As Wynter flees Chicago in a desperate race against time, she encounters Chase Miller, an ex-Marine who promises to help her travel across the country. Wynter can't tell him what she has in her possession and Chase is keeping plenty of his own secrets. Can Wynter trust her newfound road trip pal? Can she get the samples to Colorado in time? Can anyone save the population from descending into complete and utter madness?

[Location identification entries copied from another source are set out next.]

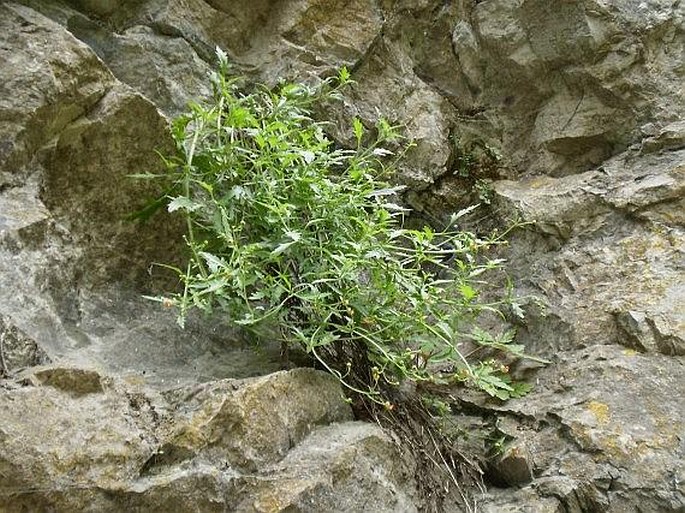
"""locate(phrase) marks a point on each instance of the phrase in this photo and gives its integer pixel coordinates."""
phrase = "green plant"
(295, 239)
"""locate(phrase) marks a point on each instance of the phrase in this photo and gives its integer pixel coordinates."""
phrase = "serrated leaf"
(183, 203)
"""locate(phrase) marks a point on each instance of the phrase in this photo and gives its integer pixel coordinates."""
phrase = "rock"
(611, 231)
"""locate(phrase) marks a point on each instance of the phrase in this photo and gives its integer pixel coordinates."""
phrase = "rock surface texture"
(568, 115)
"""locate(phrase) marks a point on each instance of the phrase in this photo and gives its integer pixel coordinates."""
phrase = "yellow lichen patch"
(600, 411)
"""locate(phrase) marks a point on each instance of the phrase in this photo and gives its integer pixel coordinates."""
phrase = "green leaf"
(358, 130)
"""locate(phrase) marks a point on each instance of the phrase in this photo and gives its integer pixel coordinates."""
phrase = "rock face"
(568, 115)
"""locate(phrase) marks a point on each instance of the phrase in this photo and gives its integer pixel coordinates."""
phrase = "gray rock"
(82, 440)
(108, 406)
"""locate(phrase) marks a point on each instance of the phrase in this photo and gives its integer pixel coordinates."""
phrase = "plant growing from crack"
(293, 238)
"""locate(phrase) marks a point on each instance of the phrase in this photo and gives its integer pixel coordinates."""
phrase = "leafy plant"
(294, 238)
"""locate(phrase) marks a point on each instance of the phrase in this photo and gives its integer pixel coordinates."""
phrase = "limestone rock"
(270, 444)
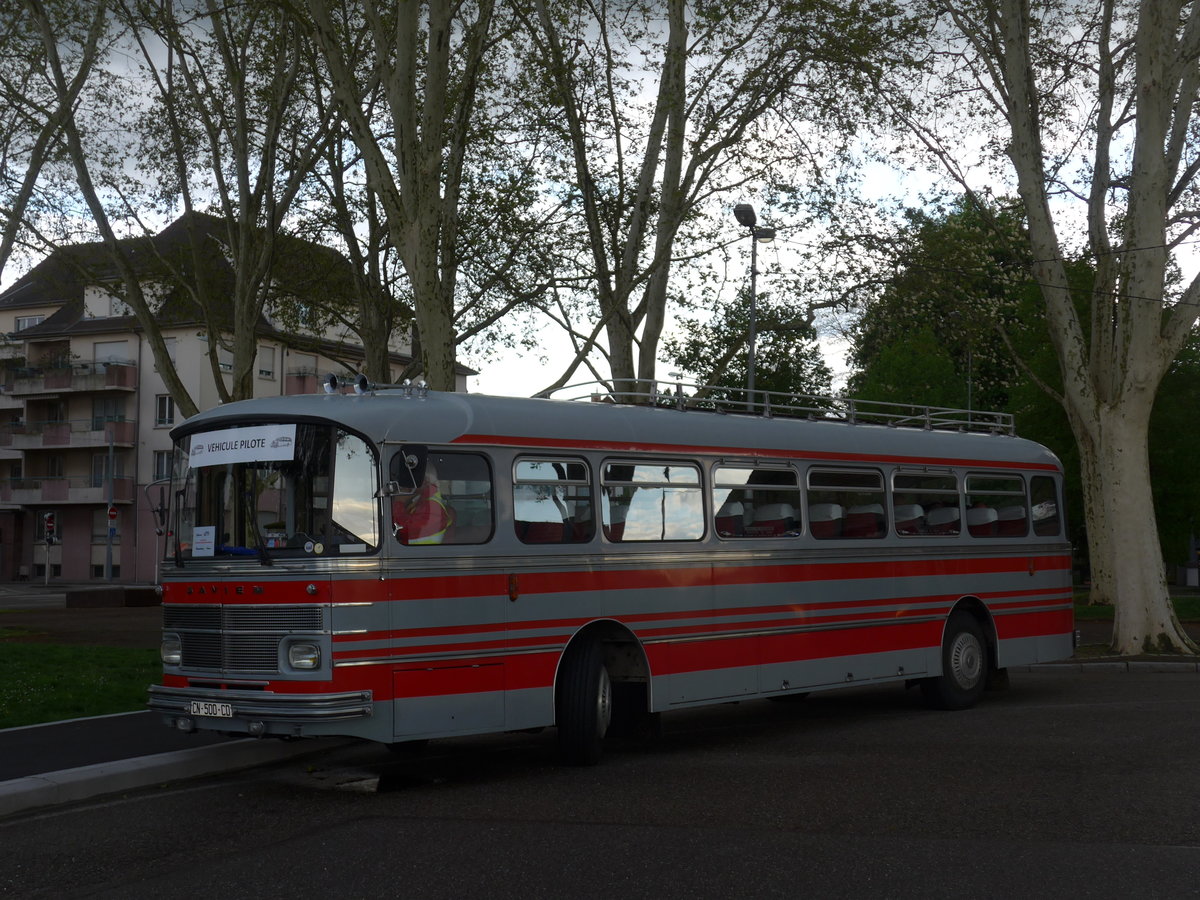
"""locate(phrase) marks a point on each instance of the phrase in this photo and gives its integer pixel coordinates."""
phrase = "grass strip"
(47, 683)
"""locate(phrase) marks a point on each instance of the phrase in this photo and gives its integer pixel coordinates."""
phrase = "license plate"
(214, 711)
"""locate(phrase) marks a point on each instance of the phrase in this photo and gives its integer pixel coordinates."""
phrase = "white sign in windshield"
(257, 443)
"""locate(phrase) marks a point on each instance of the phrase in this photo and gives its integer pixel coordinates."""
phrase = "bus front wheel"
(964, 665)
(583, 705)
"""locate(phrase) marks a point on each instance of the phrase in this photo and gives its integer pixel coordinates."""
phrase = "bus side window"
(755, 503)
(1047, 519)
(996, 507)
(552, 502)
(925, 504)
(652, 502)
(846, 504)
(460, 485)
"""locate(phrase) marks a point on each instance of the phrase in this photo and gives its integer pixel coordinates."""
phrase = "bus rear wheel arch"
(600, 690)
(966, 663)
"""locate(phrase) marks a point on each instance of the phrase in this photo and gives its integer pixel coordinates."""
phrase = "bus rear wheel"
(583, 705)
(964, 665)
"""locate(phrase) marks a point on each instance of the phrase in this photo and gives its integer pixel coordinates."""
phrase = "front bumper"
(279, 709)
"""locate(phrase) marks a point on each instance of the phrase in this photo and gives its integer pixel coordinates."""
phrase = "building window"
(24, 322)
(161, 465)
(107, 409)
(165, 409)
(267, 363)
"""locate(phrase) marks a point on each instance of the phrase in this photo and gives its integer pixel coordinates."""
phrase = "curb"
(1161, 666)
(84, 783)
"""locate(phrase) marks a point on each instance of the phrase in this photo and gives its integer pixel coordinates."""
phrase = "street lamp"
(745, 215)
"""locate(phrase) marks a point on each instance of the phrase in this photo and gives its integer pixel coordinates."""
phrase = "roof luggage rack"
(717, 399)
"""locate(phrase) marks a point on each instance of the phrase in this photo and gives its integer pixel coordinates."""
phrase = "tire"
(964, 665)
(583, 705)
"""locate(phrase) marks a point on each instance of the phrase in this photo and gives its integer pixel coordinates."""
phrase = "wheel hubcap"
(966, 660)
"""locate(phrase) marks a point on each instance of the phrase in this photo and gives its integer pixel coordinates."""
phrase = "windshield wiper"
(259, 544)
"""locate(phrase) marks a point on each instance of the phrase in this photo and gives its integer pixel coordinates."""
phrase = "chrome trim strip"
(442, 658)
(796, 629)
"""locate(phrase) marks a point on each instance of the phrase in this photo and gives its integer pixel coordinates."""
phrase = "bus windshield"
(275, 491)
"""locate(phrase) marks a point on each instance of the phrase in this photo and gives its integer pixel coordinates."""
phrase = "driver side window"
(354, 522)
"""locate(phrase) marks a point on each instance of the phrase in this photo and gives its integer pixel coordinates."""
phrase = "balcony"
(95, 432)
(75, 378)
(82, 490)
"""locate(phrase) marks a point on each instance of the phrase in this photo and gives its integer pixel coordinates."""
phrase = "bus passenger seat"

Although we're in the middle (at the end?) of a global pandemic, I still enjoy reading novels like The Line Between by Tosca Lee. After all, disaster/survival scenarios are way more fun to contemplate in fiction than to experience in real life! I've read loads of these kinds of books and, honestly, The Line Between doesn't bring anything super unique to the table. And yet, it's one of the most memorable apocalyptic novels I've read in some time. Why? Well, it features likable characters, an exciting plot, a timely premise, and solid writing. What's different about it is that it's cleaner and more uplifting than most books of its ilk. Yes, it deals with difficult, disturbing subjects. However, it does so in a way that is thoughtful and faith-promoting without being cheesy or preachy. While The Line Between is technically a Christian novel, it doesn't feel like one. It does ruminate on religious subjects, which—as a person of faith—I found both refreshing and thought-provoking. Statements like this one stayed with me long after I finished the book: "It occurs to me that none of us should have entered these walls. That we have never been 'in but not of the world' here but in another world completely. That this was never faith, but seclusion in a place so safe that faith need never be tested even as we lived our lives of duality" (388). This element of the story may turn non-religious readers off, but I hope it doesn't because The Line Between really is an engrossing, affecting read. I loved it.
(Readalikes: its sequel, A Single Light by Tosca Lee; also reminds me of Agnes at the End of the World by Kelly McWilliams and The Hallowed Ones and its sequel, The Outside, by Laura Bickle)
Grade:
If this were a movie, it would be rated:
for brief, mild language (no F-bombs), violence, blood/gore, non-graphic references to disturbing subject matter (rape, sexual abuse, forced marriage, etc.), and scenes of peril
To the FTC, with love: I bought a copy of The Line Between from Changing Hands Bookstore with a portion of the millions I make from my lucrative career as a book blogger. Ha ha.